Na Hooikamer was het de beurt aan Sanders om een aantal objecten toe te lichten waardoor duidelijk werd hoe het thema Opstand door de geschiedenis vaak kan worden teruggevonden. Zo haalde Sanders uit zijn tas een kassei, die in mei 1968 is opgeraapt van de straat in Parijs. Betogers gooiden met zulke stenen tijdens de studentenprotesten die toen de straten beheersten. Ook had hij een kogel mee die was afgevuurd op het Plein van de Hemelse Vrede in de lente van 1989. Verder toonde hij affiches uit de Spaanse Burgeroorlog en de jaren ’60. De affiches uit deze laatste periode tonen hoe grafici als activisten met simpele beeldende affiches protesteerden.

Huub Sanders (Internationaal Instituut voor Sociale Geschiedenis) met kassei uit mei 1968

Huub Sanders (Internationaal Instituut voor Sociale Geschiedenis) met kassei uit mei 1968.

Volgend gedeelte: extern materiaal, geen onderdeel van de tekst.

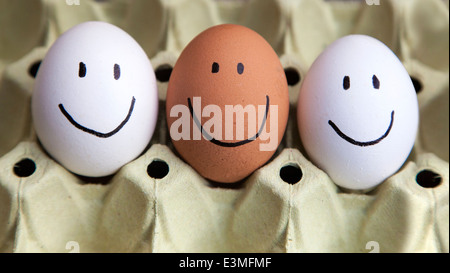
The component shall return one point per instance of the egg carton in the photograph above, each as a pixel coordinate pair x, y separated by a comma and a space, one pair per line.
158, 203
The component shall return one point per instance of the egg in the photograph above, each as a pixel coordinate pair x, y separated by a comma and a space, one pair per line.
357, 112
227, 103
95, 103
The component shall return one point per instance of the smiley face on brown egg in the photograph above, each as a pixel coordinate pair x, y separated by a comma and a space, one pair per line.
227, 103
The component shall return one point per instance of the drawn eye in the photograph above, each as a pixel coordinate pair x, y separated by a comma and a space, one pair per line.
240, 68
215, 68
375, 82
116, 71
82, 70
346, 82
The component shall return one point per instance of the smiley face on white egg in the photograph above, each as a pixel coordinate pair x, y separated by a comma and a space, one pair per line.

Tot slot was het tijd voor Paul Brood van het Nationaal Archief, hij had slechts één stuk uit de collectie uitgekozen, omdat hij daar door de stem van het publiek niet meer omheen kon: het Plakkaat van Verlatinghe. Het Plakkaat werd tijdens de live-uitzending van Het pronkstuk an Nederland afgelopen januari door het publiek gekozen als hét pronkstuk van Nederland. Het plakkaat liet met 43% van de stemmen de andere finalisten ver achter zich. De microscoop van Antoni van Leeuwenhoek uit de collectie van Rijksmuseum Boerhaave kreeg 34% van de stemmen en Rembrandts Nachtwacht uit het Rijksmuseum 23%. Het Plakkaat van Verlatinge uit 1581 is de officiële beslissing van de Nederlandse Staten-Generaal om afstand te nemen van de Spaanse vorst Filips II en hem niet langer als heer der Nederlanden te erkennen.  Het is een iconisch document dat zowel nationaal als internationaal eeuwenlang als inspiratiebron heeft gediend. Zo zijn er duidelijke inhoudelijke parallellen te vinden tussen de tekst van het Plakkaat en de Amerikaanse Declaration of Independence uit 1776. Dat het een bijzonder document is, staat buiten kijf, maar hoe heeft het kunnen winnen van Rembrandts Nachtwacht? Dat heeft volgens Brood vooral te maken door de effectieve campagne die het Nationaal Archief op social media heeft gevoerd. Hij raadt dan ook iedereen aan om social media in te zetten om de collectie beter onder de aandacht te brengen.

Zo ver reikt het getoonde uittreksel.